José Antonio Kast supervisará los primeros trabajos del Plan Escudo Fronterizo en la frontera norte con Perú. (Foto composición: Infobae Perú/Captura video: Meganoticias)

Las faenas chilenas iniciaron en las inmediaciones del hito once, bajo la dirección del Ejército de Chile y el Ministerio de Obras Públicas. Aunque las cifras finales de inversión aún no son públicas, la proyección liderada por Kast aspira a cubrir una extensión de 500 kilómetros en las regiones de Arica y Parinacota, Tarapacá y Antofagasta. El gobierno chileno argumenta que estas medidas son urgentes ante el repunte de ingresos no autorizados, principalmente de ciudadanos venezolanos, y la criminalidad ligada a este fenómeno.

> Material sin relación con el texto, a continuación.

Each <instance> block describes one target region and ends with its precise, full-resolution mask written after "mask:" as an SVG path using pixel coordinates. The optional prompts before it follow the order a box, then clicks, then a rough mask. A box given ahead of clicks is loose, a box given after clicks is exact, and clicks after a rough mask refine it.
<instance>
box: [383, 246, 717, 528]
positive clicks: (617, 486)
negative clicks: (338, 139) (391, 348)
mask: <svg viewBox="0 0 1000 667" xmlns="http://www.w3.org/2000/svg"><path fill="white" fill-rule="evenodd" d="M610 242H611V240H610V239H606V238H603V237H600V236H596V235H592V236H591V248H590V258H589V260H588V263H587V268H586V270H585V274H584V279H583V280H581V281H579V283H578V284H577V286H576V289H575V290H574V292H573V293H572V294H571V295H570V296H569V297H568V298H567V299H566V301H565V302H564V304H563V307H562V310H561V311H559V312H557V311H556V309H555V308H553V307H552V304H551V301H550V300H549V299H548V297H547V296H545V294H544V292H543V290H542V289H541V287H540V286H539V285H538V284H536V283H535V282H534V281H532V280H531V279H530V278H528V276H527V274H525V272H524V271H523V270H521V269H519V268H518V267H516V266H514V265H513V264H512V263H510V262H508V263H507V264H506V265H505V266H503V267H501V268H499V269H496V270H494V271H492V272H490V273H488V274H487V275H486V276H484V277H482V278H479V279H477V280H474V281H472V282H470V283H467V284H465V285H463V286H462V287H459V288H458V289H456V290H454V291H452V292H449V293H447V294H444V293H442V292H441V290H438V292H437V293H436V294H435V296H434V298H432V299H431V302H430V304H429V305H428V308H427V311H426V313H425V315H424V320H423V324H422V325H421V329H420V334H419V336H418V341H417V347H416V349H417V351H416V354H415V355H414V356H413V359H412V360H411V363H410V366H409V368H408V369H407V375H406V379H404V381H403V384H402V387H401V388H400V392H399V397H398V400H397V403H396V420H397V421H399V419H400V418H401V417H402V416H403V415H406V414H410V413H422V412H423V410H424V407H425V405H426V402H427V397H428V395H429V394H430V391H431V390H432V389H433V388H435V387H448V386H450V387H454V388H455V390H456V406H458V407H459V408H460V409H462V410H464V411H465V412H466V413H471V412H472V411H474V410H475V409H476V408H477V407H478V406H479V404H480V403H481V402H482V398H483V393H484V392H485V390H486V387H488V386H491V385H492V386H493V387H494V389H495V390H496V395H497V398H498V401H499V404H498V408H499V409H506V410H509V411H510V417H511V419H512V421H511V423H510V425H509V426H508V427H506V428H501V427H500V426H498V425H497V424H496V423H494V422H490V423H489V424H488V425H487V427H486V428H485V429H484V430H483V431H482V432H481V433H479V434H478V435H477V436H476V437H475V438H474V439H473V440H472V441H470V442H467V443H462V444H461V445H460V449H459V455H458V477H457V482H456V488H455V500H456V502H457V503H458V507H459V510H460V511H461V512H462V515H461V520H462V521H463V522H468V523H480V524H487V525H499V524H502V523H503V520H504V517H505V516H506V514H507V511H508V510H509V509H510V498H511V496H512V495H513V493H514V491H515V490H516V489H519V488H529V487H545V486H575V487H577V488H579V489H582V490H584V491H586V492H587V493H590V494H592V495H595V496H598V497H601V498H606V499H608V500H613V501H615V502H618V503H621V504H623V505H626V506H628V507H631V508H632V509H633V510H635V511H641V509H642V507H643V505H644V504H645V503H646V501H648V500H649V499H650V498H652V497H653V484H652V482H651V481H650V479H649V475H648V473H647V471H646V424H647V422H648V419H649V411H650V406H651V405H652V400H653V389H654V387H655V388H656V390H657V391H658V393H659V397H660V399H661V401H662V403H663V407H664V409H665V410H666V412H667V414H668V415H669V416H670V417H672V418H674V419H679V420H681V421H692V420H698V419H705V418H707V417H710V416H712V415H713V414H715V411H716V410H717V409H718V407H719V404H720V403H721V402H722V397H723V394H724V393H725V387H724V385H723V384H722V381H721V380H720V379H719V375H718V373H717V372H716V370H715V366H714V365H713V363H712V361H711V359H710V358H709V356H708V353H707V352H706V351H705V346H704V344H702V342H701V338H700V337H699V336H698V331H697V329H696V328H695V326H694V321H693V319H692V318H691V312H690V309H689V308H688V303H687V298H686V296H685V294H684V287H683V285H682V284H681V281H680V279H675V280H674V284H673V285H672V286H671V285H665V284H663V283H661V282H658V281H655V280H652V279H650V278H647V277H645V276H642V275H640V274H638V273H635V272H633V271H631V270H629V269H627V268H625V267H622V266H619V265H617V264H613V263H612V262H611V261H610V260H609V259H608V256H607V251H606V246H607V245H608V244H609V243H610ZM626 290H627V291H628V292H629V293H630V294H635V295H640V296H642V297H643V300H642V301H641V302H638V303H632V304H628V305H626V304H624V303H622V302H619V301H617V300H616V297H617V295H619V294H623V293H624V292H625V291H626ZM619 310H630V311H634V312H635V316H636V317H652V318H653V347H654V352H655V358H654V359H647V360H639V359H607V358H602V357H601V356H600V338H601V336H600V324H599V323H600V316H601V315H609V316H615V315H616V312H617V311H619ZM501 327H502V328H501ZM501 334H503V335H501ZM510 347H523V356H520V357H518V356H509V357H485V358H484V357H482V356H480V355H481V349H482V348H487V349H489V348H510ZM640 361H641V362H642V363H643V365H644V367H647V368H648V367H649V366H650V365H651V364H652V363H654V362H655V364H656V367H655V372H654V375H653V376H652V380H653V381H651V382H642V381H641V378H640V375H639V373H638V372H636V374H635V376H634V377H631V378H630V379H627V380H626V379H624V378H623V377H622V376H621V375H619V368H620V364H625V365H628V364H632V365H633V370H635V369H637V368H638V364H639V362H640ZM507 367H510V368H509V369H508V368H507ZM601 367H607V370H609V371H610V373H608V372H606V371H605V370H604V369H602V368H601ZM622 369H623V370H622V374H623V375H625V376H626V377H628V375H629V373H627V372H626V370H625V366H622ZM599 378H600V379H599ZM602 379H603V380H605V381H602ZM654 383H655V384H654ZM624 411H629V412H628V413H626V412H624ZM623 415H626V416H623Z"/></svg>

Respuesta diplomática y medidas de contingencia

La implementación de barreras físicas ha propiciado una vigilancia constante entre ambos Estados, que comparten una frontera de 169 kilómetros regida por el Tratado de Lima de 1929. El canciller peruano, Hugo de Zela, afirmó que su país respeta las decisiones soberanas de Chile, aunque mantiene un monitoreo activo para salvaguardar la seguridad nacional y los derechos fundamentales. Ante el riesgo de acumulaciones de personas en la zona, Perú decretó el estado de emergencia en Tacna y aumentó la vigilancia policial y militar.

Para gestionar esta crisis, se formalizó el Comité Binacional de Cooperación Migratoria, una mesa técnica donde participan las cancillerías y carteras del Interior de ambos países. Denisse Miralles, presidenta del Consejo de Ministros, aseguró que Perú se encuentra listo para aplicar protocolos adicionales si la estabilidad regional se ve comprometida. Finalmente, el embajador Hugo de Zela sugirió que la medida chilena podría tener un impacto colateral positivo para Perú:

“Chile está actuando dentro de su territorio, no está haciendo nada en territorio peruano”

Según el diplomático, estas barreras podrían desincentivar los cruces irregulares desde territorio chileno hacia el suelo peruano, reforzando el orden en la línea limítrofe.